Brooksville: The Hostess House and Retreat are located in the town of Brooksville and about five minutes from the town’s ‘downtown’ of South Brooksville, also called Buck’ Harbor. Buck’s Harbor was the basis for Robert McCloskey’s award winning children’s books, “One Morning in Maine” and “Time of Wonder.” The Harbor – arguably the most picturesque in all of Maine – is a stopping point for Maine’s Windjammer fleet. On select Mondays through the summer, a local steel band plays calypso dance music in front of the general store to hundreds of visitors from the ships and the region. On Thursday evenings there is a weekly square dance at the Bucks Harbor Yacht Club each week that is open to the public. You might also stop at the Good Life Center, which is open to the public and was the homestead of the late Helen and Scott nearing, who are sometimes credited with being founders of the back-to-the-land movement after they wrote “living the Good Life” and settled here in the 1950’s. This is also the area that James Wyeth withdrew towards to do many of his paintings.
Castine: This small coastal village is about 30 minutes away by car, with a picturesque harbor and a lazy downtown where you can meander from gift store to antique shop to a restaurant for lunch or dinner on a deck on the water. Here you will find the Maine Maritime Academy, the academy’s training ship the State of Maine [which you can take wonderful tours of each day], the Castine Golf Club, Leila Day Antiques stores, The Wilson Museum, and John Perkins House, a small complex of buildings for summer visitors to explore. It is a great little town with excellent restaurants and charm.
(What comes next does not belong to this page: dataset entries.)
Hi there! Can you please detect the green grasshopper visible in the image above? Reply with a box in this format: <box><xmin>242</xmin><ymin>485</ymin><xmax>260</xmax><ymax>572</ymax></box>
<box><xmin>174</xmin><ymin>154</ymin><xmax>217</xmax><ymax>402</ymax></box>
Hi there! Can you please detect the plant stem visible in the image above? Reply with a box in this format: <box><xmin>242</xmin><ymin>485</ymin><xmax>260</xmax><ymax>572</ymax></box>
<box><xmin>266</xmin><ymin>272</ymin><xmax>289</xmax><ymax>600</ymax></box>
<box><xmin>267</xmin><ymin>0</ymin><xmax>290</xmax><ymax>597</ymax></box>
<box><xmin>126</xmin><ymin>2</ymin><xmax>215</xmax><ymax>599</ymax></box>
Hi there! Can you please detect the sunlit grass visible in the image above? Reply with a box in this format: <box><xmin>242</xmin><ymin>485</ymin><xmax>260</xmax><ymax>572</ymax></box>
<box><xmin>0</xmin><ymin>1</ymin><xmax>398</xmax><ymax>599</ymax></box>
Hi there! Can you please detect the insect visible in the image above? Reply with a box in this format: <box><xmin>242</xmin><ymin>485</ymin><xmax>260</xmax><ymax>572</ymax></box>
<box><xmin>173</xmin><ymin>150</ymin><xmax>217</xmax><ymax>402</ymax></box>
Deer Isle – Stonington: The island of Deer Isle – only a 5 minute drive from the Hostess House and Retreat and the home to the towns of Deer Isle and Stonington – is known for its spruce-crowned pink granite ledges quiet woods and open fields, vistas of islands and sparkling waters that are Down East at its most beautiful. The island brings together artists, photographers, writers and musicians with lobstermen, fishermen, and farmers who make a living off the ocean and the land just as their fathers, grandfathers and those before them did. For more than a century artists of all types have come to Deer Isle, attracted by the scenery and the modest way of life. Haystack Mountain School of Crafts has brought many craftspeople to the area, a number of whom have chosen to live here permanently. Across the island, in Stonington, you’ll find more than 20 art and craft galleries, some of which display work produced by some of the most accomplished artists of the century. More than a dozen antique, gift and book shops invite leisurely browsing. In Stonington, you will find a large fleet of lobster boats and a smaller fleet of ground fishing boats. Maine’s world-famous granite was quarried on the islands off Stonington. Excursion companies offer cruises around the islands surrounding Deer Isle as well as trips to Vinalhaven, North Haven, and Isle au Haut. Nearby is the island Country Club, a quirky nine-hole golf course.
This is a place that you will never forget.